Barzilauskas played for the Jets until the trade to the Green Bay Packers on June 6, 1978, for fourth & fifth round selections (98th and 125th overall — Johnnie Lynn and Stan Blinka respectively) in the 1979 NFL draft.

Barzilauskas was bit by the injury bug during the 1979 NFL season, his final campaign. After missing time with successive knee and ankle injuries, a shoulder injury suffered in practice on October 4 forced the Packers to place him on the injured reserve list, effectively shutting him down. The injury resulted in nerve damage, with numbness extending from his neck to his fingers and leaving him unable to lift his right arm fully two months after the incident.

Barzilauskas described the disabling practice injury as "no big hit" and "a freak thing." However, he acknowledged "it will never be 100 percent, and there's a chance if I get hit again, I'd lose use of the arm forever."

"If it's over, it's over, there's nothing I can do about it," he told a New York journalist by phone from his home in Indiana. "I'd like to play again but I know I'm not going to try to go on and on if I'm going to be injured forever.

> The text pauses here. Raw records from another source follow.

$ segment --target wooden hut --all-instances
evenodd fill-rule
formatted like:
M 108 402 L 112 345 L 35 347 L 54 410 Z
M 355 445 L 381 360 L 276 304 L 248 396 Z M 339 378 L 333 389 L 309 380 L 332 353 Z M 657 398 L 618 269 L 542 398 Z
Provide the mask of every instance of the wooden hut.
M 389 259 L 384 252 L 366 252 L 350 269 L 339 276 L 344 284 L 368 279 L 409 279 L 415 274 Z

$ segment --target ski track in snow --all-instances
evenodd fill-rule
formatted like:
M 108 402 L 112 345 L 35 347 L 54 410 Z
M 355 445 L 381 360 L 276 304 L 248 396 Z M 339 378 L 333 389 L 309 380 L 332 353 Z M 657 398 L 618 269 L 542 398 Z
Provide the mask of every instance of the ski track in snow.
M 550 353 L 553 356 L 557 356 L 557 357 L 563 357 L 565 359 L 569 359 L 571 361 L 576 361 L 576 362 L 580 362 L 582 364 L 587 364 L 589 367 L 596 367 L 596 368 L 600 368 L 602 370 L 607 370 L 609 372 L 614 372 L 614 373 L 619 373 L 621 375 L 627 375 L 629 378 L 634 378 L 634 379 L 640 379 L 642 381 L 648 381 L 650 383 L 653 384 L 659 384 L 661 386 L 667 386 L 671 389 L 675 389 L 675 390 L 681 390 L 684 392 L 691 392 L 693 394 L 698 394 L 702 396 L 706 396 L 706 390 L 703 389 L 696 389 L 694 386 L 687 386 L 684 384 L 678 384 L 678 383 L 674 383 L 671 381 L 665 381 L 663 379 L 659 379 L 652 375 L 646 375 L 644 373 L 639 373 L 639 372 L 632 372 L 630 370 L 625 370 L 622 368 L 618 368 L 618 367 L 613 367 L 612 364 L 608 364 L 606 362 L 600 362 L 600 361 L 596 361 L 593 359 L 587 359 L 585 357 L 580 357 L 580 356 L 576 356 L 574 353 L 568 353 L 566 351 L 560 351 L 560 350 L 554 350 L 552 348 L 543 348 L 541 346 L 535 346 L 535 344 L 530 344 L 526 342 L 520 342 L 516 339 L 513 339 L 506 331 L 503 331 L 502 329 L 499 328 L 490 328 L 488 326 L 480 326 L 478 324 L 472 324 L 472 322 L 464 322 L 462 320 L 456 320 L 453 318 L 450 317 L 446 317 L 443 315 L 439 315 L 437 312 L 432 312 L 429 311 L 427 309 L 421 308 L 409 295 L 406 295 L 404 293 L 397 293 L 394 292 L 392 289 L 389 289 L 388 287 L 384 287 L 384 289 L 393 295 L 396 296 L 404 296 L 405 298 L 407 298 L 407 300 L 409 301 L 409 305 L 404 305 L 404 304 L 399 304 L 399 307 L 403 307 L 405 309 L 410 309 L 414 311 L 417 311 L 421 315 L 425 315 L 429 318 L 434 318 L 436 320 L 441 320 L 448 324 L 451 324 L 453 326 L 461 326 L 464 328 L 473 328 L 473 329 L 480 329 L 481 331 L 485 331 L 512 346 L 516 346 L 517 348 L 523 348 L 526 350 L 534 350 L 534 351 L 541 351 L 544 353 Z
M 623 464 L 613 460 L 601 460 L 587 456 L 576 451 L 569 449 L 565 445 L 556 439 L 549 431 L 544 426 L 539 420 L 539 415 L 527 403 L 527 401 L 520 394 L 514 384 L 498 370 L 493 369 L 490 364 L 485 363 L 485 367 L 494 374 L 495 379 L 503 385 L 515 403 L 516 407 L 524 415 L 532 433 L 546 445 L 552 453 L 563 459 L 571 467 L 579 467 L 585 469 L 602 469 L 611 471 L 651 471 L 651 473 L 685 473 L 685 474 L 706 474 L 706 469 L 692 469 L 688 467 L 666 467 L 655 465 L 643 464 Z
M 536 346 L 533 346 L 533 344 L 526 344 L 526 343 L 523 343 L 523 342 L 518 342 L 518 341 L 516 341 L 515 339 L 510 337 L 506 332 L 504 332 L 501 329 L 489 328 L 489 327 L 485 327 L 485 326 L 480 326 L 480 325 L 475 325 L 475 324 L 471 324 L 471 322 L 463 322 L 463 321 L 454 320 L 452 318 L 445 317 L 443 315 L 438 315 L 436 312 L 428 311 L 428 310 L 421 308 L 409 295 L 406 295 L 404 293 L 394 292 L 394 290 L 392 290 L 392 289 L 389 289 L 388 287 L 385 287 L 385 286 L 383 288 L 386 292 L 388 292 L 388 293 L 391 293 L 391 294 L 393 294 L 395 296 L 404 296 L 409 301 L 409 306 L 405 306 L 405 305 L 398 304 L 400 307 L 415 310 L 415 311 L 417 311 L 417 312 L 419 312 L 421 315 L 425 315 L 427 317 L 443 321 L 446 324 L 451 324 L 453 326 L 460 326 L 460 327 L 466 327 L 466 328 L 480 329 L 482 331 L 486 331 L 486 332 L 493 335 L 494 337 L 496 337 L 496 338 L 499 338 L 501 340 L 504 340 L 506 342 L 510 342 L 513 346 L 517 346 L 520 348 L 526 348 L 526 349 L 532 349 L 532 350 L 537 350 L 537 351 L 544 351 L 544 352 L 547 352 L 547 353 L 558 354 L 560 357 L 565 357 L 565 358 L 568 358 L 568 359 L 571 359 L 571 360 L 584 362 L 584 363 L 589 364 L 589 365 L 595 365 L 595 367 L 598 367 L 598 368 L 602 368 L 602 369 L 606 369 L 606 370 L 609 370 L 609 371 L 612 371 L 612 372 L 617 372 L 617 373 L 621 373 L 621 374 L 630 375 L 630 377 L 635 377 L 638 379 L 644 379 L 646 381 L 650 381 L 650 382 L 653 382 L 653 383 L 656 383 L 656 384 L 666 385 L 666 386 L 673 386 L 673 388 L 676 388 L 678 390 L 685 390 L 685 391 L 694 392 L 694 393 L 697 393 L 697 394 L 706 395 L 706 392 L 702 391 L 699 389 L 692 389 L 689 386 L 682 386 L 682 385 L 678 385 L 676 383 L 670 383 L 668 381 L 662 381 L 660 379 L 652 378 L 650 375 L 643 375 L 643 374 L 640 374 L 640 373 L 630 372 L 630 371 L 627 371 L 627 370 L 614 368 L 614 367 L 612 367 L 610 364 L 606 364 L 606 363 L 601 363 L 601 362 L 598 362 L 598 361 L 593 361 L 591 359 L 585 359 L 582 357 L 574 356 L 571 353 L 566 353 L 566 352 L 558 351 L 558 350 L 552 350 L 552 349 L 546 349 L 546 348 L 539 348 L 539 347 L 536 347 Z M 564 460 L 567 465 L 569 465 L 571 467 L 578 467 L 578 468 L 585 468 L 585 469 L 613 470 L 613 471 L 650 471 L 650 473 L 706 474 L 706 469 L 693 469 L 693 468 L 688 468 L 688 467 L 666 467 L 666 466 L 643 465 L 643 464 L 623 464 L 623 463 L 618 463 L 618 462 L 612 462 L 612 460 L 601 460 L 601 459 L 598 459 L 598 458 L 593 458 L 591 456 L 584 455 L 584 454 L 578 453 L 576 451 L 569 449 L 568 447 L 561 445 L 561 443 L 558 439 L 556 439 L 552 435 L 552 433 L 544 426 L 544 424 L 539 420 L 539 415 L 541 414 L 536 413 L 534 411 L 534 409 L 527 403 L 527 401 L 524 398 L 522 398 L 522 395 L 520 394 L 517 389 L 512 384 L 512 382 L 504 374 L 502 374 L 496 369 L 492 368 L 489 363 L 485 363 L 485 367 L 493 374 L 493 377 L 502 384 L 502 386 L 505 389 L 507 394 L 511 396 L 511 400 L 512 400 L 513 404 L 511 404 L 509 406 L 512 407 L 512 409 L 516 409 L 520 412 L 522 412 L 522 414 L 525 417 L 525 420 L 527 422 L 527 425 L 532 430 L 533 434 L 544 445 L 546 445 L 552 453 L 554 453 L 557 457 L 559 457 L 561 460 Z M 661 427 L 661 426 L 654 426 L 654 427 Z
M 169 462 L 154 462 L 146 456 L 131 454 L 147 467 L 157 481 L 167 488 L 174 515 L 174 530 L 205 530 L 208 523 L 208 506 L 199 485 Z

It just isn't worth it."

Barzilauskas never saw game action again. His career ended after having played 70 NFL contests, during which he recorded a total of 16.5 sacks

==Life after football==
After retiring from the NFL, Barzilauskas became deeply involved in commercial activities. Even while he was an NFL player he was proprietor of a bar in downtown Bloomington, Indiana, called Barzo's Blitz. He also established an exercise facility, Barzo's Fitness Center. He was a partner in numerous and various other business enterprises, including Realco and Small Town Properties (real estate), First Health Care and Advanced Medical, Inc. (health care), two Colorado Steakhouse franchises (food service), and A-1 Printing.

==Death and legacy==
Barzilauskas died at a hospice in Bloomington, Indiana, on December 20, 2023, at the age of 72.

Barzilauskas was inducted into the Indiana Football Hall of Fame in 2000. He was the longtime president of the Indiana National Football League Players Association (INFLPA) and president of the Indiana chapter of the National Football Foundation.

Barzilauskas was the nephew of former NFL guard Fritz Barzilauskas, himself a high first round draft selection who played for the Boston Yanks and New York Giants from 1947 to 1951.